Bloomberg Consumer Comfort Index
The Bloomberg Consumer Comfort Index is a weekly, random-sample survey tracking Americans' views on the condition of the U.S. economy, their personal finances and the buying climate. The survey was formerly sponsored by ABC News since 1985.

Board of Governors
Board of Governors of the Federal Reserve System is the central bank of the United States that provides the nation with a safe, flexible, and stable monetary and financial system. The Federal Reserve consists of twelve Federal Reserve Districts as follows:
  • Boston
  • New York
  • Philadelphia
  • Cleveland
  • Richmond
  • Atlanta
  • Chicago
  • St. Louis
  • Minneapolis
  • Kansas City
  • Dallas
  • San Francisco


  • BOE
    Bank of England

    Bond
    A debt investment in which an investor loans money to an entity (corporate or governmental) that borrows the funds for a defined period of time at a fixed interest rate. Bonds are used by companies, municipalities, states and U.S. and foreign governments to finance a variety of projects and activities.

    BPS
    Basis point. One-hundredth of a percentage point (1/100 of 1%). One percentage point equals 100 basis points.

    Building Permits
    The Building Permits released by the US Census Bureau, at the Department of Commerce shows the number of permits for new construction projects. It implies the movement of corporate investments (US economic development). It tends to cause some volatility to the USD. Normally, the more growing number of permits, the more positive (or bullish) for the USD.

    Bull Flattener
    A bull flattener is when yields in the long end of the curve are falling faster than yields in the front end of the yield curve. For instance if 10yr TSY note yields are falling faster than 2yr TSY notes, then the spread between the two TSY coupons would be tightening or more simply put there are less yield basis points separating the 2yr note and 10yr note.

    Bull flattening
    A yield-rate environment in which long-term rates are decreasing at a rate faster than short-term rates.
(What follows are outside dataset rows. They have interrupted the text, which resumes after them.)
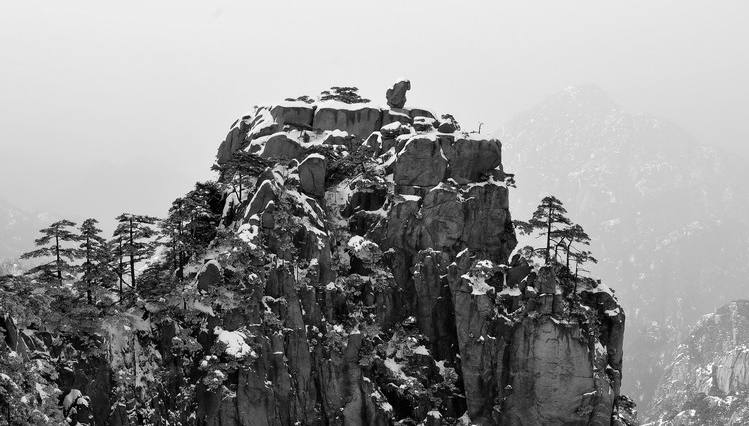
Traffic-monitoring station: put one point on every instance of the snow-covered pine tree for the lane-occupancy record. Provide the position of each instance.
(54, 244)
(547, 219)
(96, 257)
(137, 232)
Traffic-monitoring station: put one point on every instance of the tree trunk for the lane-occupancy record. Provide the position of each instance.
(57, 256)
(180, 270)
(119, 266)
(88, 270)
(548, 235)
(132, 256)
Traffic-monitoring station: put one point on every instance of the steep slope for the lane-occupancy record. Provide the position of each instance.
(707, 382)
(361, 274)
(664, 212)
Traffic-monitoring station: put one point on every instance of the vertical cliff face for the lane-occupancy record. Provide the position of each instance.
(362, 274)
(412, 240)
(707, 382)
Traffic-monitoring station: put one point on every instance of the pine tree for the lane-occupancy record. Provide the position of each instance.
(191, 224)
(547, 219)
(581, 258)
(94, 251)
(117, 263)
(53, 246)
(137, 236)
(237, 171)
(572, 237)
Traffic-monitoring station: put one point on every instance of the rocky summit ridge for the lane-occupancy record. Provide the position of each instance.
(362, 274)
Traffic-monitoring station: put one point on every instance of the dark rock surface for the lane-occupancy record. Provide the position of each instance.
(396, 95)
(364, 283)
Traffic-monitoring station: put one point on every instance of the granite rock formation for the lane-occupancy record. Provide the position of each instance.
(707, 382)
(365, 277)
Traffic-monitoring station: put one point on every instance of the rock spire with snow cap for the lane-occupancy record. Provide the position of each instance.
(396, 95)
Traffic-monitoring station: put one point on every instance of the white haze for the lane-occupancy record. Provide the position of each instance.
(111, 107)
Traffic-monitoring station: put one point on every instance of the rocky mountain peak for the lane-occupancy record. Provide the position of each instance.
(361, 272)
(707, 380)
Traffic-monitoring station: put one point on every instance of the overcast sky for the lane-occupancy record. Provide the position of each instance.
(107, 108)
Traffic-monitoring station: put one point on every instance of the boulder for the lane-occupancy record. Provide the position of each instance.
(312, 175)
(396, 95)
(396, 114)
(234, 141)
(472, 158)
(297, 114)
(280, 147)
(209, 277)
(488, 225)
(446, 127)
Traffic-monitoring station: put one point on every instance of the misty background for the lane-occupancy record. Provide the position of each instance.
(110, 108)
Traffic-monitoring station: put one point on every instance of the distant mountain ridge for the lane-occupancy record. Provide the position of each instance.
(707, 381)
(18, 229)
(666, 213)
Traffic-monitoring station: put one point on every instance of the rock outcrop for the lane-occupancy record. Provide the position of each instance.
(364, 275)
(396, 95)
(414, 239)
(707, 382)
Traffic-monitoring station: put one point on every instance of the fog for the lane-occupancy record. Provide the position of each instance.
(109, 108)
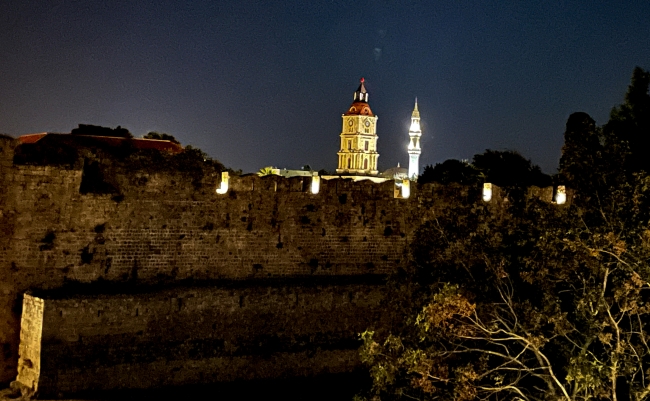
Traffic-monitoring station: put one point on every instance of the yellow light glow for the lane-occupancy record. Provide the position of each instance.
(560, 196)
(406, 189)
(487, 192)
(223, 187)
(315, 184)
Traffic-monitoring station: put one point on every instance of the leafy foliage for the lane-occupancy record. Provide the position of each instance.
(450, 171)
(96, 130)
(509, 169)
(580, 164)
(503, 168)
(161, 136)
(535, 302)
(627, 134)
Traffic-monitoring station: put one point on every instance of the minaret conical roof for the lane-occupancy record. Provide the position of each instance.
(416, 112)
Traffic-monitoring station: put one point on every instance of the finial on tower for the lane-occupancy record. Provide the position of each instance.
(416, 112)
(361, 95)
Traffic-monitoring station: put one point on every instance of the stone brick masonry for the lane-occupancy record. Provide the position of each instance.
(178, 284)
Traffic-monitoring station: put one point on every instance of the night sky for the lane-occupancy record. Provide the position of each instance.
(257, 83)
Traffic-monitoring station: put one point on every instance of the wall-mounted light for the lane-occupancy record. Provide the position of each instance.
(315, 184)
(487, 192)
(560, 196)
(223, 187)
(406, 188)
(402, 189)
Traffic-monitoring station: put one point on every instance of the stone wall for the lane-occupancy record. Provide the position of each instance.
(165, 249)
(189, 335)
(162, 228)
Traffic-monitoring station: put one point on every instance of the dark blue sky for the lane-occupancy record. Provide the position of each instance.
(257, 83)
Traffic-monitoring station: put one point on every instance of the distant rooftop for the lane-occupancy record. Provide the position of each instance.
(139, 143)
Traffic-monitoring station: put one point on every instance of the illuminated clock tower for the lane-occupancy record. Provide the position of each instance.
(358, 153)
(414, 143)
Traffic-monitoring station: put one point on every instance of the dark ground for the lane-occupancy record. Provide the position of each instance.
(333, 387)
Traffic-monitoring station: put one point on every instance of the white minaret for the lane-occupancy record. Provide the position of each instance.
(414, 143)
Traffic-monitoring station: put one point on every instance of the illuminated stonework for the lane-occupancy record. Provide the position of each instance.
(414, 143)
(358, 153)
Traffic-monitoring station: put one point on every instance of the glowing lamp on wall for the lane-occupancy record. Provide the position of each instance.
(560, 196)
(406, 188)
(487, 192)
(223, 187)
(315, 184)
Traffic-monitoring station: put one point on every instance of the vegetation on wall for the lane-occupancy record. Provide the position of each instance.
(542, 302)
(502, 168)
(101, 161)
(96, 130)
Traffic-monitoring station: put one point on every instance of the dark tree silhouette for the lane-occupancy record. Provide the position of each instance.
(581, 161)
(161, 136)
(509, 169)
(448, 172)
(96, 130)
(627, 134)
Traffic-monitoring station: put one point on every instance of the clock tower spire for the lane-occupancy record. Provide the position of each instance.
(414, 143)
(358, 153)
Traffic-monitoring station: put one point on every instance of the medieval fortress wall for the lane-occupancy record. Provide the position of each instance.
(170, 283)
(187, 284)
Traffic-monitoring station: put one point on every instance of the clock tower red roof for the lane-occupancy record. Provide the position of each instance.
(360, 105)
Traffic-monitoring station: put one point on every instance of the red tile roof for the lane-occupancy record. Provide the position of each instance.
(139, 143)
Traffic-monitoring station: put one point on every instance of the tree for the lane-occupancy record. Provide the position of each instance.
(450, 171)
(509, 169)
(532, 306)
(96, 130)
(627, 133)
(264, 171)
(581, 164)
(161, 136)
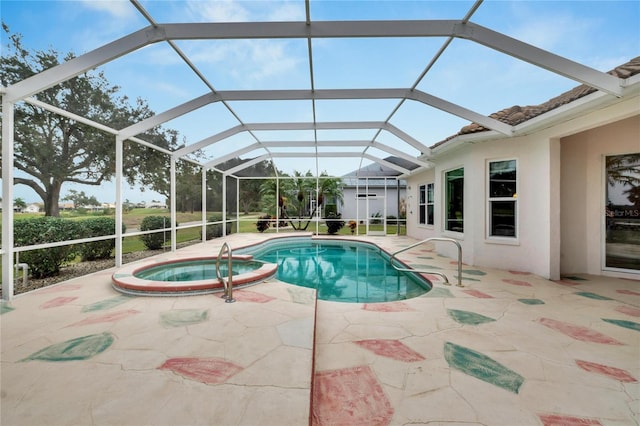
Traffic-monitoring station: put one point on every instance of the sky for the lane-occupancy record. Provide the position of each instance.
(599, 34)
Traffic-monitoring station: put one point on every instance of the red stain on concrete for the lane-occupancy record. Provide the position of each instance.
(558, 420)
(578, 332)
(58, 301)
(387, 307)
(634, 293)
(634, 312)
(613, 372)
(59, 288)
(478, 294)
(111, 317)
(517, 282)
(211, 371)
(393, 349)
(432, 277)
(251, 296)
(350, 396)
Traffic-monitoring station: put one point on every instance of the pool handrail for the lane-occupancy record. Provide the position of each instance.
(446, 280)
(228, 283)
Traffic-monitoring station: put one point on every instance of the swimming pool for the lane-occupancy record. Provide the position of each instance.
(340, 270)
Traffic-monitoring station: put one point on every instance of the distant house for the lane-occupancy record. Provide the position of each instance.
(156, 205)
(66, 206)
(374, 192)
(32, 208)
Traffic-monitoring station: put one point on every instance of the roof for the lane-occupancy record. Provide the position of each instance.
(519, 114)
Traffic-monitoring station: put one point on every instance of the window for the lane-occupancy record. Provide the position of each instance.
(503, 199)
(425, 204)
(454, 181)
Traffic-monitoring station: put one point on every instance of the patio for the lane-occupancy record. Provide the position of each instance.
(507, 348)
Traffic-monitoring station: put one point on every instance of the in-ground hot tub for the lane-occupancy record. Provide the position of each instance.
(188, 276)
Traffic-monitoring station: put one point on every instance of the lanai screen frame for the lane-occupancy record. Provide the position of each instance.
(309, 30)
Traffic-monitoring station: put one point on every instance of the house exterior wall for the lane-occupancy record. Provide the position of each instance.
(560, 193)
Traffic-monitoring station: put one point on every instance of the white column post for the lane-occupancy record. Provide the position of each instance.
(277, 204)
(204, 204)
(172, 173)
(7, 199)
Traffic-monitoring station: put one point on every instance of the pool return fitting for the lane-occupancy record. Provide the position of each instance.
(228, 282)
(446, 280)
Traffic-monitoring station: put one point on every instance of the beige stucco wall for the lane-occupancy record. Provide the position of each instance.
(559, 173)
(528, 252)
(583, 190)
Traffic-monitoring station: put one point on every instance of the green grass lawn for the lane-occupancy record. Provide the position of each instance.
(132, 220)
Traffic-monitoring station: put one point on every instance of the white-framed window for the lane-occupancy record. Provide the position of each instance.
(502, 199)
(425, 204)
(454, 200)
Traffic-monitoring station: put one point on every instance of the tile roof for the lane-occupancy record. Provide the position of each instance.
(518, 114)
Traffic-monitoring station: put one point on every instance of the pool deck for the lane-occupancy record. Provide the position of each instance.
(508, 348)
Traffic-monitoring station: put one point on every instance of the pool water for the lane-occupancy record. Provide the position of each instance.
(195, 270)
(342, 271)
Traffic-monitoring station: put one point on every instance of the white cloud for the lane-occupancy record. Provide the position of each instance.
(120, 9)
(235, 11)
(217, 11)
(247, 61)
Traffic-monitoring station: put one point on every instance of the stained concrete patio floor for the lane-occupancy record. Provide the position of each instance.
(508, 348)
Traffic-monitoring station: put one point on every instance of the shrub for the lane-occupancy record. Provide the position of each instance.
(334, 223)
(330, 209)
(97, 227)
(215, 230)
(263, 223)
(155, 240)
(46, 262)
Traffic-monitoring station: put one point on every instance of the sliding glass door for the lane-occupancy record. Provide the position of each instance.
(622, 213)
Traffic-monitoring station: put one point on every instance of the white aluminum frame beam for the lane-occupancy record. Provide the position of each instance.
(373, 158)
(332, 125)
(315, 29)
(311, 144)
(327, 94)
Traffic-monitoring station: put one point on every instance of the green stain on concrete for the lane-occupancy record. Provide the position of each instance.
(77, 349)
(592, 295)
(439, 292)
(106, 304)
(531, 301)
(183, 317)
(122, 275)
(482, 367)
(468, 318)
(4, 308)
(623, 323)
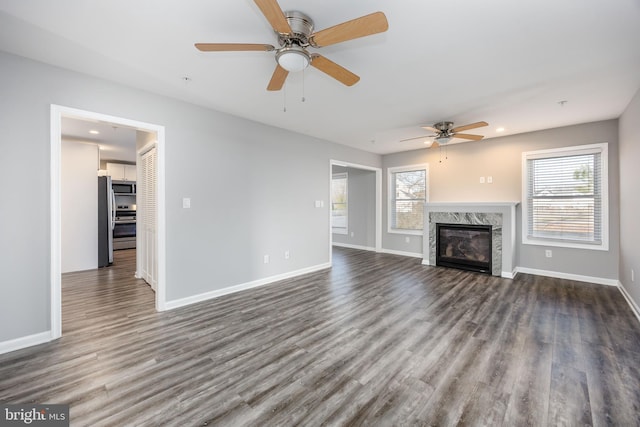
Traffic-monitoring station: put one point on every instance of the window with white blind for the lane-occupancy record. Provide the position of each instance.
(565, 197)
(339, 203)
(407, 196)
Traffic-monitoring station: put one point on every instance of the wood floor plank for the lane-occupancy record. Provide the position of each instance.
(378, 339)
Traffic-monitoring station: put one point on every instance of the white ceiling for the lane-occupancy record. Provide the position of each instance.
(507, 62)
(116, 142)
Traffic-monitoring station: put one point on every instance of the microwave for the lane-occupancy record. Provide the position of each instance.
(123, 187)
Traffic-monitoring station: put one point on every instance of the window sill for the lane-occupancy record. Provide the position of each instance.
(402, 231)
(564, 244)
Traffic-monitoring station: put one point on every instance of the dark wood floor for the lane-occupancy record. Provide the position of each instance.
(377, 340)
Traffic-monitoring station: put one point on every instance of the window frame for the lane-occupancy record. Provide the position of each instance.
(601, 148)
(345, 176)
(391, 196)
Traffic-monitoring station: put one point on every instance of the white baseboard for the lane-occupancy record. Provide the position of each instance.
(630, 301)
(348, 246)
(237, 288)
(24, 342)
(576, 277)
(509, 274)
(401, 253)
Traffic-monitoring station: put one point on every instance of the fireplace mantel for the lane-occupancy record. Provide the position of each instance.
(501, 215)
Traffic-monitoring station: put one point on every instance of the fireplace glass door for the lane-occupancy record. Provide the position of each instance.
(464, 246)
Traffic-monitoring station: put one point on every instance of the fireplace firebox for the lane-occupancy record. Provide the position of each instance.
(464, 246)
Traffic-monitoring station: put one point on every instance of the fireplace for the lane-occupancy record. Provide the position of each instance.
(464, 246)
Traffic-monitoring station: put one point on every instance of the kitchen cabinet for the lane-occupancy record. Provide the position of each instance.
(121, 171)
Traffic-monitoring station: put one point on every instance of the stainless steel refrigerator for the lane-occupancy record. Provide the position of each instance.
(106, 221)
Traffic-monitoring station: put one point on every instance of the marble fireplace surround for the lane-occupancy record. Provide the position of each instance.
(500, 215)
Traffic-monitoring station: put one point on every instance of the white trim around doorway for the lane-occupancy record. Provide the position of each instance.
(378, 171)
(57, 112)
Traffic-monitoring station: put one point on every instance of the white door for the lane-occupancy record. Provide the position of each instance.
(147, 217)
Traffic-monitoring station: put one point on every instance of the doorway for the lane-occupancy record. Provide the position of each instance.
(57, 115)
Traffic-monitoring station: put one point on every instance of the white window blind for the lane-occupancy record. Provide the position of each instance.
(408, 190)
(339, 203)
(565, 196)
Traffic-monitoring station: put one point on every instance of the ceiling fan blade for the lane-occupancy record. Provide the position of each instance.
(468, 136)
(273, 12)
(469, 126)
(233, 47)
(364, 26)
(336, 71)
(278, 78)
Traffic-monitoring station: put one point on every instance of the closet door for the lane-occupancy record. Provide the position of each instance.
(147, 218)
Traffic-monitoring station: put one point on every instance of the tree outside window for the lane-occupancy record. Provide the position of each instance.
(408, 190)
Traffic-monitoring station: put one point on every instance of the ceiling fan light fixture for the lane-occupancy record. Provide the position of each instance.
(293, 58)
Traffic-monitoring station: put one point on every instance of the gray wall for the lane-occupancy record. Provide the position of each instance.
(630, 198)
(252, 189)
(361, 205)
(456, 179)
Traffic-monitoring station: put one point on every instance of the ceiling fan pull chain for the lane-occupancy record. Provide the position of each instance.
(303, 99)
(284, 98)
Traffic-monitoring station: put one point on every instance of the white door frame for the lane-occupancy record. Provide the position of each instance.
(378, 172)
(57, 112)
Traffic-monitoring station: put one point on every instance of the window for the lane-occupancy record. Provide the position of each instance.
(407, 196)
(339, 207)
(565, 197)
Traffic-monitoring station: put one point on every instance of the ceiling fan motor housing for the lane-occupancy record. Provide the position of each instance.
(301, 29)
(444, 127)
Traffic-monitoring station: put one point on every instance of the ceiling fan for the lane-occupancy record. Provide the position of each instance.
(444, 132)
(295, 35)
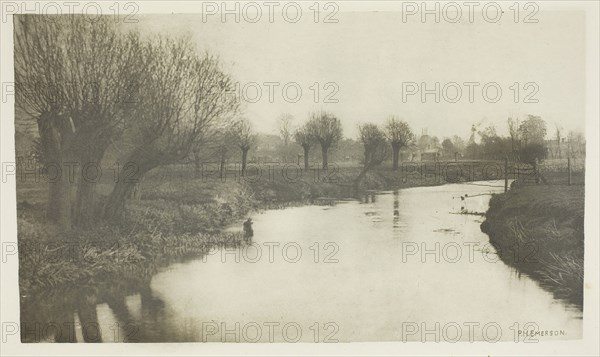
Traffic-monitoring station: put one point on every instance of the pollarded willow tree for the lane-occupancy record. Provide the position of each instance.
(244, 138)
(72, 77)
(399, 135)
(184, 98)
(326, 128)
(376, 148)
(304, 138)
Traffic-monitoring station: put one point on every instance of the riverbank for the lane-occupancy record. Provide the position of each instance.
(539, 230)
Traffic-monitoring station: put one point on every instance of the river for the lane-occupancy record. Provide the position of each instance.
(404, 265)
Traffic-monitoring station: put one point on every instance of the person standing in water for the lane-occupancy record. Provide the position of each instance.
(248, 232)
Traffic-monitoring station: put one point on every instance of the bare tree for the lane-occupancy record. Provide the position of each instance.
(72, 75)
(400, 135)
(326, 128)
(304, 138)
(558, 152)
(184, 98)
(244, 138)
(285, 122)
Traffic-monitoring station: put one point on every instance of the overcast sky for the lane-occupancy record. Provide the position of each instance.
(369, 55)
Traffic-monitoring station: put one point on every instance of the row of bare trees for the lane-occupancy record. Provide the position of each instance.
(325, 129)
(89, 85)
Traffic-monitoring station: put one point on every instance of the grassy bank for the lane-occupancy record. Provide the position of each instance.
(539, 229)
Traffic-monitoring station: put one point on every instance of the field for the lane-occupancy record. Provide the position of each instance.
(539, 230)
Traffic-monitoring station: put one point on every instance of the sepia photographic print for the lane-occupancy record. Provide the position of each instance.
(299, 178)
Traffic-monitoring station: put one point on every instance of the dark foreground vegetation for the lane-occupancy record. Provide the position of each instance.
(539, 229)
(177, 214)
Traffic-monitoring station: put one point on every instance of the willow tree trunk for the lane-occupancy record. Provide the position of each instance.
(244, 159)
(324, 153)
(222, 167)
(124, 188)
(197, 165)
(58, 207)
(306, 150)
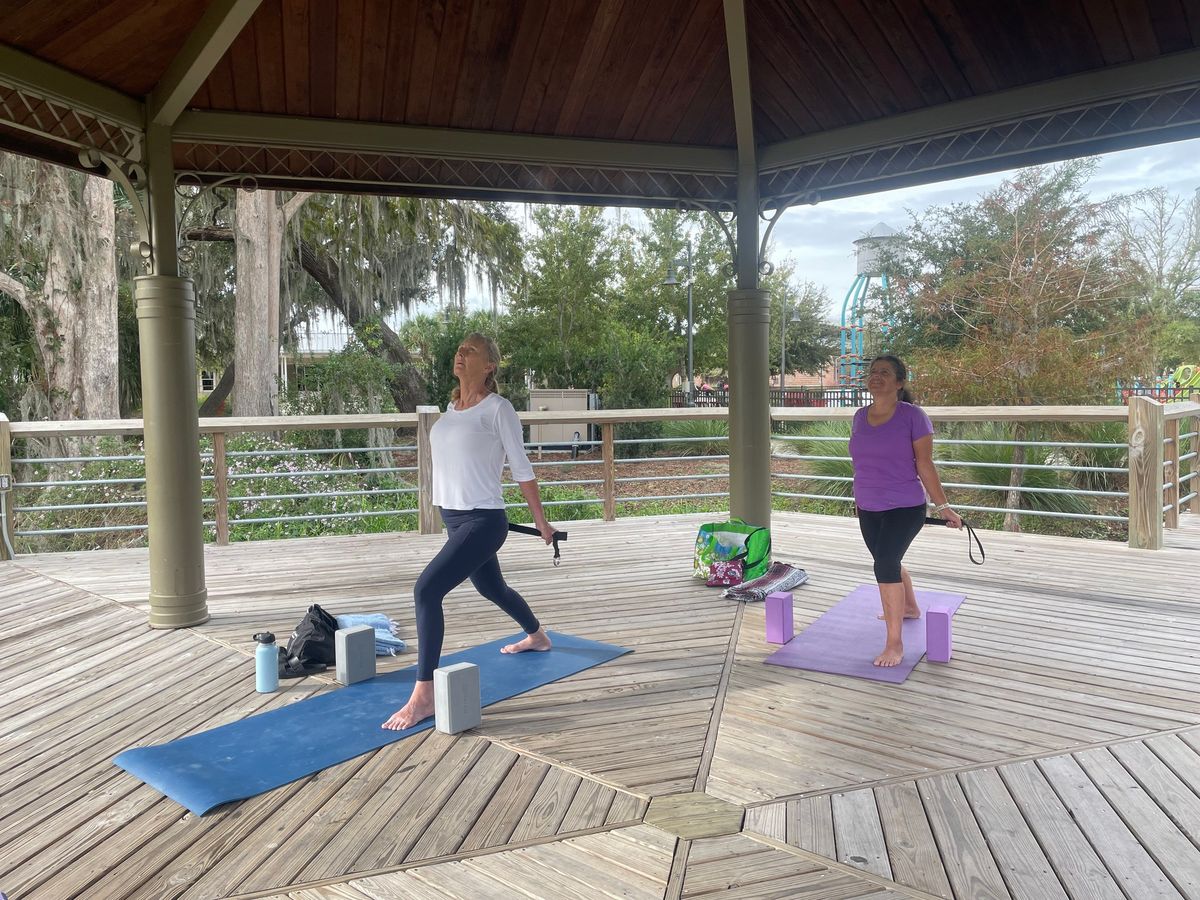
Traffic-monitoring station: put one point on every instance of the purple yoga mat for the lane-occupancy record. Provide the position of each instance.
(847, 637)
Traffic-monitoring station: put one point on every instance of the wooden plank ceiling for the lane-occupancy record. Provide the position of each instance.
(613, 70)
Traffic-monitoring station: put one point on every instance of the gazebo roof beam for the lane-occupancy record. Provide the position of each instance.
(449, 143)
(27, 72)
(739, 78)
(1073, 91)
(216, 30)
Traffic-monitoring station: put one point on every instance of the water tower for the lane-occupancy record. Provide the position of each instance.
(871, 250)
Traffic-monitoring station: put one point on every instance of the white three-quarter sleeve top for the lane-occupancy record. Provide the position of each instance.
(469, 449)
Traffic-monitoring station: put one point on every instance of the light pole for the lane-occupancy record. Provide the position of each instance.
(783, 347)
(671, 281)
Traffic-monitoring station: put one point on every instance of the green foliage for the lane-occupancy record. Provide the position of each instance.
(587, 507)
(1019, 298)
(995, 480)
(827, 439)
(288, 477)
(691, 435)
(559, 317)
(1108, 457)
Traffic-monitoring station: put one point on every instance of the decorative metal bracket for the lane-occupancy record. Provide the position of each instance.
(184, 250)
(132, 179)
(779, 208)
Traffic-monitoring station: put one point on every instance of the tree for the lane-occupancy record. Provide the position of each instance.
(1159, 234)
(59, 238)
(359, 259)
(811, 339)
(559, 316)
(261, 221)
(1020, 298)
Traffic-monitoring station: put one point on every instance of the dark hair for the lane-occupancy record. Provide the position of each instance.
(901, 372)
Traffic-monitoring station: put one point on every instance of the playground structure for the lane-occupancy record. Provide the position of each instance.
(1180, 384)
(870, 252)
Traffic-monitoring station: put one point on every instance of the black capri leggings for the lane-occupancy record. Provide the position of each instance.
(888, 534)
(475, 535)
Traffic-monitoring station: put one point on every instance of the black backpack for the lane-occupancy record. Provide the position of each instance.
(311, 646)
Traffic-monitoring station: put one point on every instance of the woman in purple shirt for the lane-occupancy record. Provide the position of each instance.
(892, 445)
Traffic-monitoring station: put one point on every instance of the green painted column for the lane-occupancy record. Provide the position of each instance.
(749, 406)
(167, 330)
(749, 372)
(166, 306)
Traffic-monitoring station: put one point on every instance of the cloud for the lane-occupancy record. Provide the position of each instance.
(821, 239)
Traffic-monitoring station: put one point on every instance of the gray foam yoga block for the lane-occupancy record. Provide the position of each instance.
(456, 697)
(354, 653)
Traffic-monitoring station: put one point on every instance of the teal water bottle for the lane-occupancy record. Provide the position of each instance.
(267, 664)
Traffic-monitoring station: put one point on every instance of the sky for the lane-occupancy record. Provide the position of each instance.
(821, 238)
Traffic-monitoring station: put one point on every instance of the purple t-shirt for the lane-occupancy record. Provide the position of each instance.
(885, 462)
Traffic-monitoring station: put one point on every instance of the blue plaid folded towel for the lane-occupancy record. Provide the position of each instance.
(387, 643)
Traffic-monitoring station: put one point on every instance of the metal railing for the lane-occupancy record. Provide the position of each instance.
(837, 397)
(253, 487)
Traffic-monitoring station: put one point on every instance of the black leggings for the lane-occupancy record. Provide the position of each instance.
(888, 534)
(474, 538)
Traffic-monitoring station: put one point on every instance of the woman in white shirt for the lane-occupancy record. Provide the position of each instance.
(469, 444)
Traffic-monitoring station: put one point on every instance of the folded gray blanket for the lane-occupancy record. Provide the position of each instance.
(780, 576)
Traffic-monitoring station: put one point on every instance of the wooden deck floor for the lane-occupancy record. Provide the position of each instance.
(1057, 755)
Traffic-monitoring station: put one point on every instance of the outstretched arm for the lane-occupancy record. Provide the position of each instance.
(923, 449)
(533, 497)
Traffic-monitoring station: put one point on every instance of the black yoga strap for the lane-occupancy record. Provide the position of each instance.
(971, 537)
(529, 529)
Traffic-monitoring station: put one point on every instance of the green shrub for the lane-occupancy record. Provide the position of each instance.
(687, 431)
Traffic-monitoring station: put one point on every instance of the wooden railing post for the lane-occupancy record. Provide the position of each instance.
(221, 487)
(426, 515)
(1145, 473)
(9, 525)
(1194, 484)
(610, 473)
(1171, 473)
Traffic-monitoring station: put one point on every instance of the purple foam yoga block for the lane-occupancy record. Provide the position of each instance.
(937, 634)
(779, 617)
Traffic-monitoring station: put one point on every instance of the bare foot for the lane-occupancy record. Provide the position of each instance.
(538, 641)
(891, 657)
(418, 708)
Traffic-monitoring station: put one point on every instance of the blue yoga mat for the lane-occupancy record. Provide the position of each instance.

This causes the yield curve to flatten as the short-term and long-term rates start to converge.

    Bull Steepener
    A bull steepener is when yields in the front end of the yield curve are falling faster than yields in the long end of the yield curve. For instance, if the 2yr note yield was falling faster than the 10yr note yield, then the difference between the 2yr note yield and the 10yr note yield would be increasing the yield spread between the 2yr and 10yr would be getting higher, or wider.

    Bunds
    The German government's federal bond. The bund is issued to the public as a way for the German government to finance its spending. The bund is like the Treasury bonds in the U.S. They are government-backed instruments of the highest quality.

    Bureau of Labor Statistics (BLS)
    The Bureau of Labor Statistics of the U.S. Department of Labor is the principal Federal agency responsible for measuring labor market activity, working conditions, and price changes in the economy.

    Business Inventories
    An economic figure that tracks the dollar amount of inventories held by retailers, wholesalers and manufacturers across the nation. Business inventories are essentially the amount of all products available to sell to other businesses and/or the end consumer. When tracked alongside a sales index, production activity in the near term can be predicted.

    Buyback
    A corporation's repurchase of stock or bonds it has issued. In the case of stocks, this reduces the number of shares outstanding, giving each remaining shareholder a larger percentage ownership of the company. This is usually considered a sign that the company's management is optimistic about the future and believes that the current share price is undervalued. Reasons for buybacks include putting unused cash to use, raising earnings per share, increasing internal control of the company, and obtaining stock for employee stock option plans or pension plans. When a company's shareholders vote to authorize a buyback, they aren't obliged to actually undertake the buyback which is also called corporate repurchase.